The County recently completed two Lean Six Sigma improvement projects focusing on inspection efficiencies. Selected County employees were organized into teams to dissect and examine every part of the process.
Project 1: Implement Online Inspection Requests
The County has provided next-business day inspections for some time. But until recently, the Building Department lacked the ability to accept inspection requests virtually, relying instead on phones or email to receive a request. “Permit submittal has continued to rise this spring; we are now exceeding last year’s level. In two or three months, we will be very busy with the resulting inspection requests,” added McCaughin. Managing those permit requests will be difficult and efficiencies must be found.
The first project instituted online inspection requests through Brevard’s Advanced Service Site (BASS) – the Planning & Development Department’s online portal for permitting (Figure 2).
Most permit applications, inspection requests and contractor licensing renewals can now be submitted through the website with instant confirmation. Expansion of the system to include inspection requests saves the County more than 2,000 hours a year and gives customers an extra two hours in the workday to schedule inspections. Inspection requests that are submitted by 4 p.m. are inspected the next business day. Prior to this project, citizens had to submit requests by 2 p.m. and wait an average of two to three hours for inspection confirmation. “Instead of calling us or emailing an inspection request and waiting for us to respond, our customers now have the opportunity to schedule their own inspections and receive an immediate response. This change saves the customer time,” remarked Dawn Verostic, customer service manager.
The online inspection request pilot program started small. “We visited various builders and contractors in their offices and really tried to understand their needs,” said Rebecca Ragain, Planning & Development’s assistant director and Lean Six Sigma team lead. Brevard County customer Viera Builders was asked to test the online inspection scheduling feature; their permitting volume made them a good candidate for testing the system’s limits.

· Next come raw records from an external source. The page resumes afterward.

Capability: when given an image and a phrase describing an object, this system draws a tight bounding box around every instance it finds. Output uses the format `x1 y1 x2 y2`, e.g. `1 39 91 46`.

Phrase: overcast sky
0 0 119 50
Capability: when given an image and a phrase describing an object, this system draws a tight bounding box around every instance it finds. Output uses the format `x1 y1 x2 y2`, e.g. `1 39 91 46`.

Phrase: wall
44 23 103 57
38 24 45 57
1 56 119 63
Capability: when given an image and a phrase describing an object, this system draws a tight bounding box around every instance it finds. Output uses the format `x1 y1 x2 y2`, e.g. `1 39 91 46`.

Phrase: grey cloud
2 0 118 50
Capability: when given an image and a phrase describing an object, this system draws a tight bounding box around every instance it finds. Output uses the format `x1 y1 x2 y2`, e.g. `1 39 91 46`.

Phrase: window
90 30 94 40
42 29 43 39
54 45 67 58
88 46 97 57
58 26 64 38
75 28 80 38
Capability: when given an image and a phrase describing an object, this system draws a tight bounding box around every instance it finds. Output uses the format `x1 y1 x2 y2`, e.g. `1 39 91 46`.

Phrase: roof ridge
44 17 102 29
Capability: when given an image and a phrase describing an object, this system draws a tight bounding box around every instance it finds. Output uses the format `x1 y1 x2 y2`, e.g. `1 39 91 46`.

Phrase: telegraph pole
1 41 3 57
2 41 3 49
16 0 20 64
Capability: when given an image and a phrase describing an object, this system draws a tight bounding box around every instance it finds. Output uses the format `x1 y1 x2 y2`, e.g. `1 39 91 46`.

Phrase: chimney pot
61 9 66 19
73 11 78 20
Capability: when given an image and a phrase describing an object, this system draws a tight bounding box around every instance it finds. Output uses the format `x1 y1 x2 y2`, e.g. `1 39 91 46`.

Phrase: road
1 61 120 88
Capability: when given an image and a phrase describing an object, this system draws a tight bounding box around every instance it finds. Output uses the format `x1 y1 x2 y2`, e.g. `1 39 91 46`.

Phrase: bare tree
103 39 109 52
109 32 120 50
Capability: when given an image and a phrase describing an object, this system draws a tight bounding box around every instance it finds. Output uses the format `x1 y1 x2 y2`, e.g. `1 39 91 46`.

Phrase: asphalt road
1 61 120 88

The Lean Six Sigma group theorized that moving just Viera Company from phone to online inspection requests would provide a significant time savings. But before the team could officially roll out the virtual request pilot program, other builders and applicants found the online inspection request feature on the County’s website. “We very quickly exceeded our 25 percent online inspection request goal. Now, more than one-third of our inspection requests are made virtually with instant confirmation. When compared to a five-minute per average phone or email request, the convenience really begins to add up for our customers and employees,” said Ragain.
Project 2: Assign the Right Inspector to the Right Location
The second inspection project sought to ensure the assignment of the correct inspector to the inspection based on inspection type and location. This notifies the customer who to expect and when to expect them – allowing more coordination between inspector and customer. Improving how inspectors are assigned also has reduced the number of rescheduled inspections by half and provided more process assurance for the customer.
20 Teams Leading the Way
The County has deployed more than 20 Lean Six Sigma teams to examine various County processes. Said Brevard County Manager Frank Abbate, “Lean Six Sigma is really about our desire for this organization to be one that can ‘self-correct’ while allowing dedicated employees to acquire tools that facilitate their professional development and gives us a strike team for continuous improvement.”